Here is the story. I am adding full-text search capability to Datalevin, a Datalog database that we open sourced last year. For this task, I have decided to write a search engine from scratch instead of using an existing search library. Here are some rationales for this decision. Today I finished the main work of the search engine, and ran some benchmark comparison with Apache Lucene, the venerable Java search library, and found that the Datalevin search engine is 75% faster on average than Lucene, while 3 times faster at the median point. Since Lucene is at such a dominant position in full-text search, I think it might be of broad interest to write about it.
Yes, it is true. The search engine is less than 600 lines of Clojure code.
Lucene is Hard to Beat
Lucene has over 20 years of history, with perhaps hundreds of man-year of work behind her development. Any search engine coming out with better numbers than Lucene is suspicious of dishonesty, incompetence in benchmarking, or both. I will not name names, but a Google search should show some samples of these. Obviously, I would not want to add Datalevin to such a hall of shame. Please do report any errors in my benchmarking.
Better Search Algorithm
To beat Lucene, it is obviously not enough to optimize code, as Lucene is highly optimized to the last fine details. For example, Lucene has multiple versions of Priority Queue implementations, each customized to a different use case. It is insane.
So, to beat Lucene, having better algorithm is pretty much a requirement. Luckily, I did come up with a better search algorithm, which I call T-Wand.
By "better", I mean it in two senses.
How many time have you felt frustrated that the search engine gave you results that you know are worse than what you should be getting?
I know there are some documents containing all these words, why are they not here?
"Here" means the first page, or being in the "top-K" results in research parlance. Full text search engines, like Lucene, are often optimized to return a limited number (K) of good results as quickly as possible. However, what is a "good" result? This is where the concept gets muddier. It is no longer a purely technical problem, but more of a user experience problem. In research parlance, this is called "relevance".

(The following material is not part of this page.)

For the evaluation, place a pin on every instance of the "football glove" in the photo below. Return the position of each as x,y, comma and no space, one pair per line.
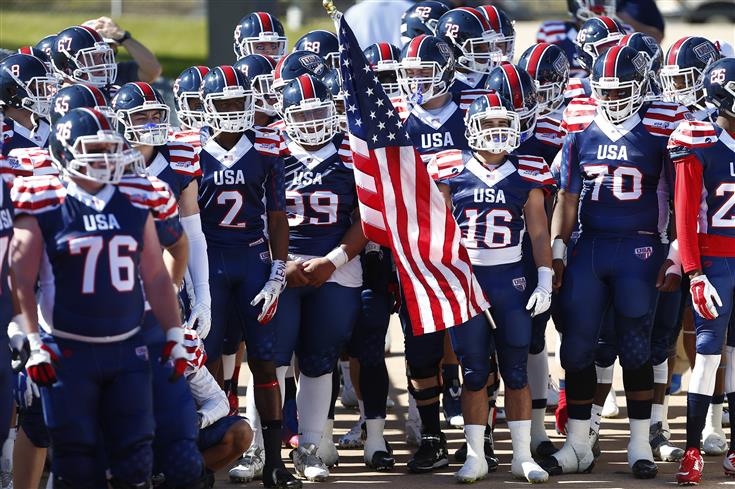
268,295
704,297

As someone who has a Ph.D. in Human-computer Interaction ;-), I feel like I am entitled to define a condition of "good" in relevance here. I hereby declare that:
A good top-K algorithm should rank a document containing more user query terms higher than a document containing less number of user query terms.
This makes perfect sense. Right?
Right. Unfortunately, most search engines, including Lucene, do not do that.
Most search engines use something called a vector space model, where both user queries and documents are reduced to vectors (i.e. a fixed number of numbers). That is to say, the search engines are not looking at the meanings of the queries or the documents. Instead, they turned them both into some numbers. The search problem, is reduced to a problem of finding the similarity between the numbers representing the query and the numbers representing the documents.
An often used similarity measure, is to treat these numbers as coordinates in some kind of space. Now both a query and a document become vectors (or points) in this space. And if you remember any of the high school math, you will know that one can calculate the angle between a query vector and a document vector. This angle is the similarity search engines use to rank the relevance of documents to the query. The smaller is the angle, the higher ranking is a document.
This is an elegant model. However, as you can see, this vector space model does not explicitly require a higher ranking document to contain more query terms than a lower ranking one. The results often come out violating the above requirement, inducing user frustrations. This is a well-known problem. For example, Lucene 3.5.0 (when they were still humble enough to write this?) introduced its scoring features with this paragraph:
Lucene scoring is the heart of why we all love Lucene. It is blazingly fast and it hides almost all of the complexity from the user. In a nutshell, it works. At least, that is, until it doesn't work, or doesn't work as one would expect it to work. Then we are left digging into Lucene internals or asking for help on email@example.com to figure out why a document with five of our query terms scores lower than a different document with only one of the query terms.
T-Wand wants to change that.
Better Search Speed
T of T-Wand stands for Tiered. As you might have guessed, our search algorithm divides the document collections into tiers. The first tier are those documents containing all
n user query terms, the second tier are those containing
n-1 user query terms, so on and so forth.
With this division, we no longer need to consider the whole document collection as the potential result candidates. Instead, only those in the current tier are. With much less work to do, the search speed is going to be better.
First, let me introduce the WAND algorithm.
Did I say Lucene is fast? Lucene is very fast, because it uses one of the state of art search algorithms, WAND . Here's how WAND works.
Well, any sufficiently advanced algorithm looks like cheating. WAND is no exception. Basically, it skips a large portion of document collection, and it skips them safely, meaning the results would be the same if one exhaustively does the full computation without skipping. It is able to safely skip documents by using two tricks.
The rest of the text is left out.